Many people commented on the page, wishing him well and letting him know how much his music and contbution to Big Wreck, as well as his personal generosity in Sarnia, meant to them.
Mark Moran wrote, “When I was first recording in a Sarnia studio, my guitars weren’t ‘studio quality’ but Brian was a friend of the producer. Brian let me borrow three of his best guitars for a couple of weeks — a Les Paul, a Telecaster and a Gibson acoustic — even though he didn’t know me, and they (and he) made all the difference.”
Brent Howell added, “I discovered Big Wreck by chance 13 years ago, and their music has spoken to my soul ever since. Brian, you’ve shared your gift of music for the purest, most beautiful reasons. I hope for your ultimate peace and serenity in this season of life.”

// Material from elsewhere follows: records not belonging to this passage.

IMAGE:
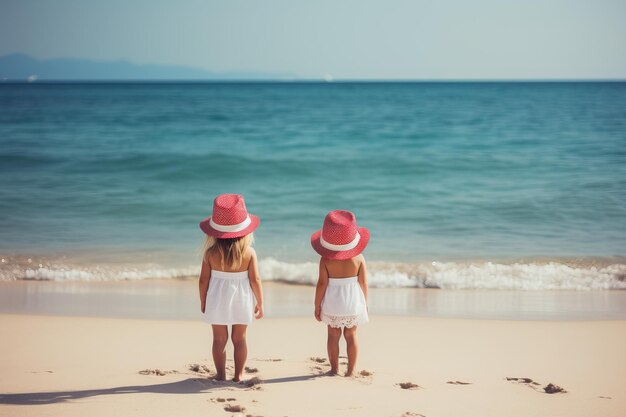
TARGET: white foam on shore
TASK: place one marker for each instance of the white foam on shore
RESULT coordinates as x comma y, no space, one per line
551,275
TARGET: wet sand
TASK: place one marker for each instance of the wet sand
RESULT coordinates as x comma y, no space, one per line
177,299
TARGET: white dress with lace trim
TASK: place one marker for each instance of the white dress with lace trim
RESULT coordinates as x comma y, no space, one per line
344,303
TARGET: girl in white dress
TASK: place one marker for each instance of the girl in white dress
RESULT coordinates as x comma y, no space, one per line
341,292
230,285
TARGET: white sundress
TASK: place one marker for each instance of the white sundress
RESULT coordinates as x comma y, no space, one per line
344,303
230,299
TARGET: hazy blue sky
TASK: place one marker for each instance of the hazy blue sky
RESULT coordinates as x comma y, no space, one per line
390,39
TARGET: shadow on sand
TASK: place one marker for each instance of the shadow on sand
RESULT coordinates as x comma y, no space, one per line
186,386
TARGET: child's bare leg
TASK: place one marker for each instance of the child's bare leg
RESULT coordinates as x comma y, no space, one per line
349,333
241,349
220,338
332,345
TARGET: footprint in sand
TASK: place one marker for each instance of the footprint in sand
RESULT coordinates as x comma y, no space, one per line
234,408
157,372
201,369
408,385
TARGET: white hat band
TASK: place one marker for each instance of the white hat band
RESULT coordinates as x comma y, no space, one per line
338,248
231,227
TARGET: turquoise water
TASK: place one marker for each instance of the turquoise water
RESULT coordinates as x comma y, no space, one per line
446,172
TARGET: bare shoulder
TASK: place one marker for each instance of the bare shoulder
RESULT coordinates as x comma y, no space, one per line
249,256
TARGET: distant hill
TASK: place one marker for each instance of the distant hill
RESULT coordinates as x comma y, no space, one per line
21,67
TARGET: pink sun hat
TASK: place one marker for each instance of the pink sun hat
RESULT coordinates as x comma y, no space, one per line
230,218
340,237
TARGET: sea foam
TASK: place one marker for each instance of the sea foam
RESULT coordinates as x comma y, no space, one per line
544,275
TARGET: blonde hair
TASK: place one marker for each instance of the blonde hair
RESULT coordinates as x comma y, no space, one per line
231,251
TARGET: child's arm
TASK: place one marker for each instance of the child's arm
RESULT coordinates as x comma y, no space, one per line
255,284
363,278
320,290
205,277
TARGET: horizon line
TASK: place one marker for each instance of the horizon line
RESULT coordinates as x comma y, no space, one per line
303,80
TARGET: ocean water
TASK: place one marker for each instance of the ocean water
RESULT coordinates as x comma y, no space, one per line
462,185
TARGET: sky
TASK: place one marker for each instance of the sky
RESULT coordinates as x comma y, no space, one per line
342,39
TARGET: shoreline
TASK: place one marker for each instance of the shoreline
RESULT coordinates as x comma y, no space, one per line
178,299
77,366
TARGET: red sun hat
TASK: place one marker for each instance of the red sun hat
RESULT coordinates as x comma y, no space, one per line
230,218
340,237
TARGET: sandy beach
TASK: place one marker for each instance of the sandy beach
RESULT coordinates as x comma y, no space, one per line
77,366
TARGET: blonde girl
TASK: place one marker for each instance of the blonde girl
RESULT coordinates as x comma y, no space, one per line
230,286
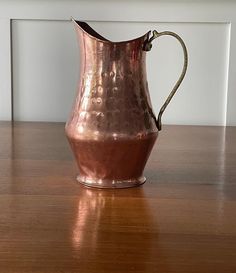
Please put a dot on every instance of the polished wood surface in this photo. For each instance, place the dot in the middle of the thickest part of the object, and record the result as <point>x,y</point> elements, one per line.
<point>183,219</point>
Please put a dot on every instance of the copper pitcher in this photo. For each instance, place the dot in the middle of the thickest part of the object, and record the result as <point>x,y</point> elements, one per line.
<point>112,127</point>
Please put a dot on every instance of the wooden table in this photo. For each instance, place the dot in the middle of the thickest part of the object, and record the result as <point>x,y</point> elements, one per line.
<point>183,219</point>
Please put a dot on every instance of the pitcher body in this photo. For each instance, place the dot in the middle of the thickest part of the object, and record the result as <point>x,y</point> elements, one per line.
<point>112,127</point>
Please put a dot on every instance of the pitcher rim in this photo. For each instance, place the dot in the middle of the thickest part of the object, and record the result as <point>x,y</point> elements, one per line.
<point>105,39</point>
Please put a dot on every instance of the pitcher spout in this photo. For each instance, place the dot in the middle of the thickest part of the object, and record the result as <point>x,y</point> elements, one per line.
<point>86,29</point>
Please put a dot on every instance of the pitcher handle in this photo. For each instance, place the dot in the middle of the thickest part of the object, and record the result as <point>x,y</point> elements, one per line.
<point>147,47</point>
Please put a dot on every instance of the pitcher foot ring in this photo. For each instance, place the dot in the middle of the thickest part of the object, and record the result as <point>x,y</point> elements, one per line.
<point>107,183</point>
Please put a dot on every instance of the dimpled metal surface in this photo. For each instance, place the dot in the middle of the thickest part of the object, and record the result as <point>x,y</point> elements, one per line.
<point>111,128</point>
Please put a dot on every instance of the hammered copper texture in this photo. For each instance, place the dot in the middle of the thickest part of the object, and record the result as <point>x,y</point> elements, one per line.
<point>111,128</point>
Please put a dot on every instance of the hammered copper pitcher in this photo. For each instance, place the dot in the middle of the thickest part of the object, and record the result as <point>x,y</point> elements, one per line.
<point>112,127</point>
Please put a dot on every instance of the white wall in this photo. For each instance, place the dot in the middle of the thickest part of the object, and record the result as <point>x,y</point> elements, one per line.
<point>45,56</point>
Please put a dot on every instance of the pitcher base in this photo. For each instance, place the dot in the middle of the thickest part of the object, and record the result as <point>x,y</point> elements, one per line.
<point>110,184</point>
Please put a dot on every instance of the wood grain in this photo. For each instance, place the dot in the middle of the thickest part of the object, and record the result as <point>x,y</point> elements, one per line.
<point>183,219</point>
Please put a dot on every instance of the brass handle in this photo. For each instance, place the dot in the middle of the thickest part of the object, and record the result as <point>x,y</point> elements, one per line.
<point>147,47</point>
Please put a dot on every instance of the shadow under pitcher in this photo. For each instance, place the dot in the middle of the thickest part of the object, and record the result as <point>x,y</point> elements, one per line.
<point>112,127</point>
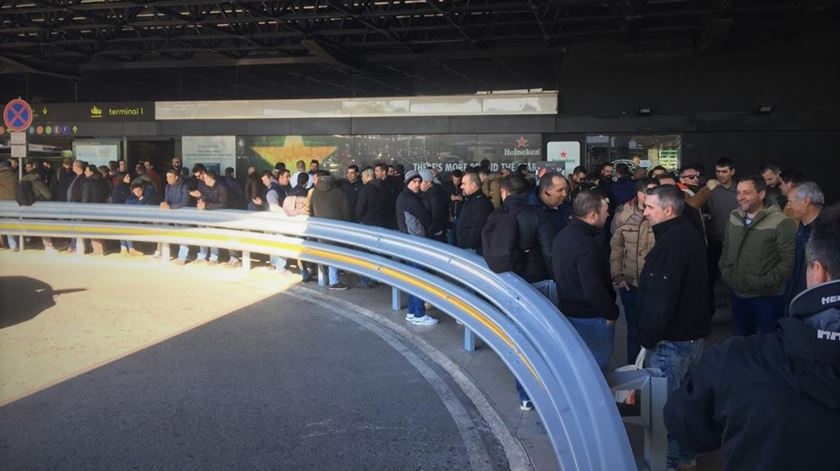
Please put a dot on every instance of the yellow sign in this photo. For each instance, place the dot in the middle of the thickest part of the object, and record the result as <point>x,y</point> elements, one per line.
<point>292,150</point>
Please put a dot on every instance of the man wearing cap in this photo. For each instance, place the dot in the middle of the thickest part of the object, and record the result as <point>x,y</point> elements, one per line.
<point>772,402</point>
<point>414,219</point>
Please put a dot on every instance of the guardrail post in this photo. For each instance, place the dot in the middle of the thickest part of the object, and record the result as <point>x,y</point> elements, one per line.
<point>656,436</point>
<point>469,339</point>
<point>396,299</point>
<point>322,277</point>
<point>246,261</point>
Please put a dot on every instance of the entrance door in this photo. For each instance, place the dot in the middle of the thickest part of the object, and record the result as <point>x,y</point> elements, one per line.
<point>160,152</point>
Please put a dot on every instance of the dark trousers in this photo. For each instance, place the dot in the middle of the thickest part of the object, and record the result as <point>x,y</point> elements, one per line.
<point>628,300</point>
<point>713,257</point>
<point>761,312</point>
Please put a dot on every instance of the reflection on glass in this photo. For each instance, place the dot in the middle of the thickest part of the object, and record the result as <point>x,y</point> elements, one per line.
<point>646,151</point>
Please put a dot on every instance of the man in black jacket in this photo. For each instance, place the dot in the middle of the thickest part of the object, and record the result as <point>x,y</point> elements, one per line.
<point>351,188</point>
<point>414,219</point>
<point>474,212</point>
<point>585,291</point>
<point>673,304</point>
<point>437,202</point>
<point>773,401</point>
<point>330,202</point>
<point>212,195</point>
<point>530,247</point>
<point>372,206</point>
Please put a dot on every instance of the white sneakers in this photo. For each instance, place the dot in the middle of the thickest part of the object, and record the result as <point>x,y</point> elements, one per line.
<point>424,320</point>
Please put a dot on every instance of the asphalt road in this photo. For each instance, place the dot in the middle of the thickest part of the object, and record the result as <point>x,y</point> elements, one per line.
<point>280,384</point>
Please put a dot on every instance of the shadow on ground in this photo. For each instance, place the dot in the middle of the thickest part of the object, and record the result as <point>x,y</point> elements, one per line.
<point>22,298</point>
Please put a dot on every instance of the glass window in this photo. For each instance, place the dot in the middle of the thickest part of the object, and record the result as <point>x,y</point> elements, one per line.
<point>646,151</point>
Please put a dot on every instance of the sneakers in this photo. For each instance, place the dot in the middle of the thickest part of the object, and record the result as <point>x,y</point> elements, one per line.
<point>425,320</point>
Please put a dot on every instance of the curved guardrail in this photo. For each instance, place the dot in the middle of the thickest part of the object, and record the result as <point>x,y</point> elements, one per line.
<point>529,334</point>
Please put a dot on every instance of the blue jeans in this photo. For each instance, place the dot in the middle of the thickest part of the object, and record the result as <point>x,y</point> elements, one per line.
<point>598,336</point>
<point>214,253</point>
<point>277,262</point>
<point>11,241</point>
<point>677,361</point>
<point>332,275</point>
<point>628,300</point>
<point>415,306</point>
<point>761,311</point>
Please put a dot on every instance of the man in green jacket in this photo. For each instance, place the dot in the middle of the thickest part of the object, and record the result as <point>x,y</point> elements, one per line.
<point>757,259</point>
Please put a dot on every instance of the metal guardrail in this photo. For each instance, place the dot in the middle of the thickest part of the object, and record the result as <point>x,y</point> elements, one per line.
<point>530,335</point>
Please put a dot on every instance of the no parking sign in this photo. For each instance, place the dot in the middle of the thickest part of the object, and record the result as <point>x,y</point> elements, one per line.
<point>17,115</point>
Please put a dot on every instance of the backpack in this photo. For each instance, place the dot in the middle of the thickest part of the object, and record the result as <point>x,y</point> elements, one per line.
<point>500,241</point>
<point>294,205</point>
<point>24,193</point>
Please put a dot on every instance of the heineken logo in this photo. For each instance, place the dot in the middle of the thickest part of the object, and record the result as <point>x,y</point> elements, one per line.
<point>521,149</point>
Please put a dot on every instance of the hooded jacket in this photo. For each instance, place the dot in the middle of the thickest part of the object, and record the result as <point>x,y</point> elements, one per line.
<point>669,304</point>
<point>373,206</point>
<point>584,287</point>
<point>772,402</point>
<point>630,244</point>
<point>328,201</point>
<point>42,192</point>
<point>477,207</point>
<point>94,189</point>
<point>437,202</point>
<point>412,217</point>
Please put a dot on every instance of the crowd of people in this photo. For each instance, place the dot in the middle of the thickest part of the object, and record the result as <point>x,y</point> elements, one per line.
<point>651,244</point>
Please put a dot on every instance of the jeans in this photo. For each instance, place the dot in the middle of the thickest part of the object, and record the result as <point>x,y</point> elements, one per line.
<point>547,288</point>
<point>762,311</point>
<point>713,254</point>
<point>677,361</point>
<point>366,282</point>
<point>598,336</point>
<point>628,300</point>
<point>11,242</point>
<point>214,253</point>
<point>523,396</point>
<point>415,306</point>
<point>277,262</point>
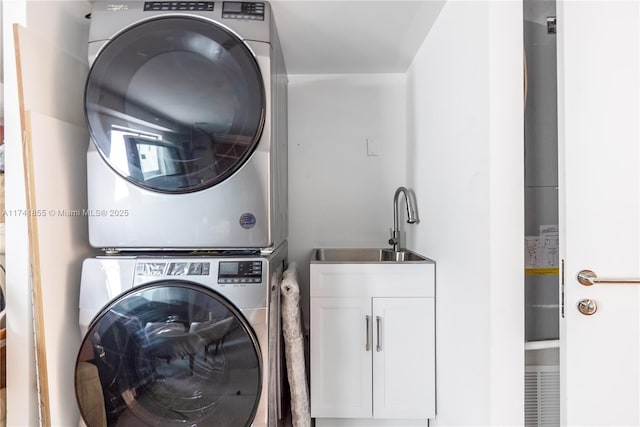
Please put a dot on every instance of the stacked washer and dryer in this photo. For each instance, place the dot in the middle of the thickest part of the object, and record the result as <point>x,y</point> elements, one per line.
<point>187,197</point>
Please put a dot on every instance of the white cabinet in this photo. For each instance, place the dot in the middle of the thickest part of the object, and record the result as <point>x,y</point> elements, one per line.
<point>372,341</point>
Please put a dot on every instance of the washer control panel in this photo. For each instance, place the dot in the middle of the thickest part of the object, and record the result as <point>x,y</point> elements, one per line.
<point>240,272</point>
<point>243,10</point>
<point>158,268</point>
<point>154,6</point>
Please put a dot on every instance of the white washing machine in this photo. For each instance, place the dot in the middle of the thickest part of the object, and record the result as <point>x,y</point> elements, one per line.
<point>186,108</point>
<point>181,341</point>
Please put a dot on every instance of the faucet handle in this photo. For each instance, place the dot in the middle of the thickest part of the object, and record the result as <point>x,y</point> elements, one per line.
<point>393,238</point>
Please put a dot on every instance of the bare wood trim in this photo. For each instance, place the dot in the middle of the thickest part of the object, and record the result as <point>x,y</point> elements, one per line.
<point>34,249</point>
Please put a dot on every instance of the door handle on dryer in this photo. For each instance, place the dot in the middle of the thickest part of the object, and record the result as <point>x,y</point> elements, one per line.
<point>588,278</point>
<point>367,343</point>
<point>378,333</point>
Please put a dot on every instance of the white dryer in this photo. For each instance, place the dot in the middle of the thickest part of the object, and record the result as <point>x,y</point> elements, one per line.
<point>186,108</point>
<point>181,341</point>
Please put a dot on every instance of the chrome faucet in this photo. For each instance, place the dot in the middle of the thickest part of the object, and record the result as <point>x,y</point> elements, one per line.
<point>412,215</point>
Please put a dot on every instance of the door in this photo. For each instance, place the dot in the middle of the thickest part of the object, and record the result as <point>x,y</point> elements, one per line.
<point>341,357</point>
<point>403,358</point>
<point>598,59</point>
<point>170,353</point>
<point>175,104</point>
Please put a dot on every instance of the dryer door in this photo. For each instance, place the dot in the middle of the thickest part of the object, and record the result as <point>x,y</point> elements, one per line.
<point>171,353</point>
<point>175,104</point>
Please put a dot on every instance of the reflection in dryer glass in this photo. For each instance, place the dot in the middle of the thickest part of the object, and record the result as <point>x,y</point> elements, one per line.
<point>175,104</point>
<point>169,355</point>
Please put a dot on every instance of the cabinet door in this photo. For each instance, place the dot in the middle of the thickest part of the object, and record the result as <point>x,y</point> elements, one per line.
<point>403,358</point>
<point>340,362</point>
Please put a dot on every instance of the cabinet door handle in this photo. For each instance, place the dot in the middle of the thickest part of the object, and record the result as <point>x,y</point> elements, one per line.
<point>367,345</point>
<point>378,333</point>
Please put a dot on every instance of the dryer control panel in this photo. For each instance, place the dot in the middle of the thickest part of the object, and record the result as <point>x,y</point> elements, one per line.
<point>240,272</point>
<point>243,10</point>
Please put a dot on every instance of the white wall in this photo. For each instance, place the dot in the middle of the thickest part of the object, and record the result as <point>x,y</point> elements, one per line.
<point>338,195</point>
<point>465,151</point>
<point>62,24</point>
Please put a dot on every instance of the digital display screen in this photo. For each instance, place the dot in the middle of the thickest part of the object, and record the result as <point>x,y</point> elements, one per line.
<point>232,6</point>
<point>228,268</point>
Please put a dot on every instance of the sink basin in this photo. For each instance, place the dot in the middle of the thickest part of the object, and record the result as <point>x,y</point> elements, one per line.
<point>364,255</point>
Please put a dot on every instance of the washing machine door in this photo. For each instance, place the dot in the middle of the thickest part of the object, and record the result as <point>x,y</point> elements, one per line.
<point>170,353</point>
<point>175,104</point>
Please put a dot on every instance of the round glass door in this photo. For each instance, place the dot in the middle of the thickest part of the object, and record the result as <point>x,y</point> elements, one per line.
<point>169,354</point>
<point>175,104</point>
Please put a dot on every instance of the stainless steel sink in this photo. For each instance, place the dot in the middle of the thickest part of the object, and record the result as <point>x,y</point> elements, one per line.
<point>364,255</point>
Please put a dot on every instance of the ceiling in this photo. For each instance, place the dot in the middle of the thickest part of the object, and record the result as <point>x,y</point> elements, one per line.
<point>357,36</point>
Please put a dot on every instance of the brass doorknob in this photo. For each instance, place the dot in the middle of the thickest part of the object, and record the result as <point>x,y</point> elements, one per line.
<point>587,306</point>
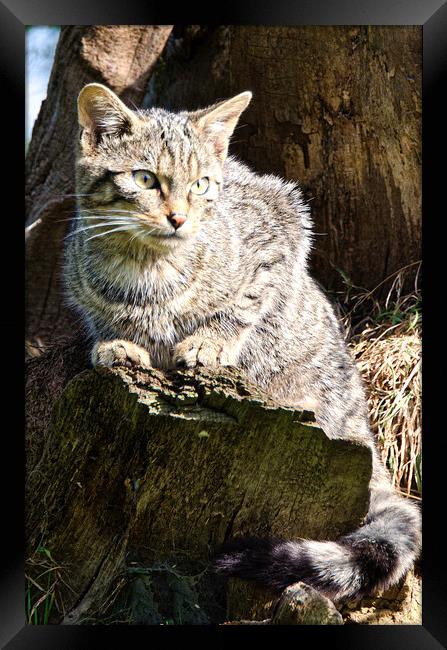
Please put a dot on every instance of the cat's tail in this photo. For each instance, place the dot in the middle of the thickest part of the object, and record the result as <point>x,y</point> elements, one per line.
<point>373,557</point>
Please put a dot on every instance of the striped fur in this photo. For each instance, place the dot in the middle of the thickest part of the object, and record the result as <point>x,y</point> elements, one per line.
<point>229,287</point>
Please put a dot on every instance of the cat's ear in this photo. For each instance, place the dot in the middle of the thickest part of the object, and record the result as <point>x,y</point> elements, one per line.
<point>101,112</point>
<point>217,122</point>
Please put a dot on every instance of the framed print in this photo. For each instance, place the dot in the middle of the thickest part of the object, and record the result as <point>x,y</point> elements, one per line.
<point>223,334</point>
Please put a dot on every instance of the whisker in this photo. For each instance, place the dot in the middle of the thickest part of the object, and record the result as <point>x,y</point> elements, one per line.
<point>102,234</point>
<point>100,225</point>
<point>98,209</point>
<point>102,216</point>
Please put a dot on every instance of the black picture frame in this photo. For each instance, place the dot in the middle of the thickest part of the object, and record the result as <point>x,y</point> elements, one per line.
<point>432,16</point>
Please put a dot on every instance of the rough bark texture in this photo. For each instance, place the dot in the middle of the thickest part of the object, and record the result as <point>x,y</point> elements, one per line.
<point>142,475</point>
<point>337,109</point>
<point>121,57</point>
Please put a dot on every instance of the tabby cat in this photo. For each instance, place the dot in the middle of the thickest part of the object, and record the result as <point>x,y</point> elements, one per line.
<point>180,255</point>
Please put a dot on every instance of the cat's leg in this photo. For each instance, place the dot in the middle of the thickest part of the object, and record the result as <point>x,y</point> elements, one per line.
<point>210,347</point>
<point>119,352</point>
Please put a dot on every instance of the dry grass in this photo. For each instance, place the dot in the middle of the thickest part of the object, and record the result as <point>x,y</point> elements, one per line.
<point>385,338</point>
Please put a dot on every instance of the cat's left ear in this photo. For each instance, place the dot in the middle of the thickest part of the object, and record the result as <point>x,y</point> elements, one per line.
<point>101,112</point>
<point>217,122</point>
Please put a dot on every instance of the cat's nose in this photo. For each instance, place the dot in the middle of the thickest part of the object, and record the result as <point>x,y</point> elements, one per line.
<point>177,219</point>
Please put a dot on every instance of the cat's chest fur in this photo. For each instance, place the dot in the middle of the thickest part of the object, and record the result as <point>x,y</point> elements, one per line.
<point>154,304</point>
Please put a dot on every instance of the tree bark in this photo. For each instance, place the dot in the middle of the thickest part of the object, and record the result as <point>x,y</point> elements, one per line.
<point>337,109</point>
<point>122,57</point>
<point>142,475</point>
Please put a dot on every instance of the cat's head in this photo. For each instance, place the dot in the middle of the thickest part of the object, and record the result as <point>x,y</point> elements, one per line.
<point>150,175</point>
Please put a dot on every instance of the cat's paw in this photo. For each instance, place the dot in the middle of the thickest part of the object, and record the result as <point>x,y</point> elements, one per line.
<point>120,353</point>
<point>199,351</point>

On Thursday (June 6) Bukoweic posted the update. “I am sad to announce that Brian passed away at 11:30 last night June 5th 2019. Your donations and comments touched his heart and lifted his spirits. Your care for him and his family brought him an appreciation and a peace in his last days. Your donations will make a difference. He is in a better place. No more pain. No more struggle. Just pure joy, face to face with Our Lord Jesus, creator and lover of his soul. Thank you all again.”